In this issue of IJE, McNally et al.6 apply new, powerful statistical methods to eight years of data from a population of 30 000 births per year to investigate whether there is any evidence of space-time clustering of Down syndrome, Patau syndrome and Edwards syndrome. They find some evidence of space-time clustering for Down syndrome, but not for Patau or Edwards syndromes (possibly due to the latter two syndromes having far fewer cases and therefore less power to detect a clustering effect). They found that clustering of Down syndrome was associated with cases from more densely populated areas and was also present in women under 40 years of age. How do we reconcile this surprising result?
One explanation may be the magnitude of the effect. The effect of maternal age is so strong that the presence of environmental effects may not significantly alter the estimates of maternal age related risk. For example, the risk of a Down syndrome birth in the absence of prenatal diagnosis and subsequent termination increases over 40-fold between the ages of 20 and 45 (from 0.7/1000 births to 28/1000 births).1 If environmental effects are responsible for, increasing the background risk by say, an additional 0.07/1000 births (i.e. equivalent to an increase in risk of 10% amongst younger women), differences in rates of 0.07/1000 births between studies would not be detectable. However, the total number of Down syndrome births in a population would increase, because there are many more births to younger than older women. Therefore, although there does appear to be very striking agreement between the maternal age related risks in different studies, this does not mean that an environmental hazard may not be present. Unfortunately, space-time clustering analyses do not estimate the magnitude of the clustering effect.

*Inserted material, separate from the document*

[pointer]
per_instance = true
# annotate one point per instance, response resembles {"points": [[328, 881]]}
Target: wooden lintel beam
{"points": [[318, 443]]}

An alternative explanation may arise from the methods of analysis. The space–time analysis works by examining how close together cases are in both space and time, compared with how close you would expect them to be if there was no clustering. No account is taken of the actual numbers of births that are occurring in each area, nor of the maternal age distribution. This is justified by the idea that even if there are areas where you would expect more Down syndrome births to occur, say due to more older mothers living there, you would still not expect these births to cluster in time. However, the establishment of new housing developments for example, may cause an underlying space-time cluster of births, which may then result in a space-time cluster of Down syndrome births. The authors state that there was little migration into or out of the region studied and few mothers changed residence between the time of booking and delivery. When the authors used the same methodology on a very similar data set (the same region for 1991–2003) to examine clustering of other congenital anomalies, they did not find a clustering effect despite the large number of cases.7 This may indicate that biases due to the distribution of births in the region did not occur in this study and the observed clustering is, in fact, real or due to some other unidentified source of bias.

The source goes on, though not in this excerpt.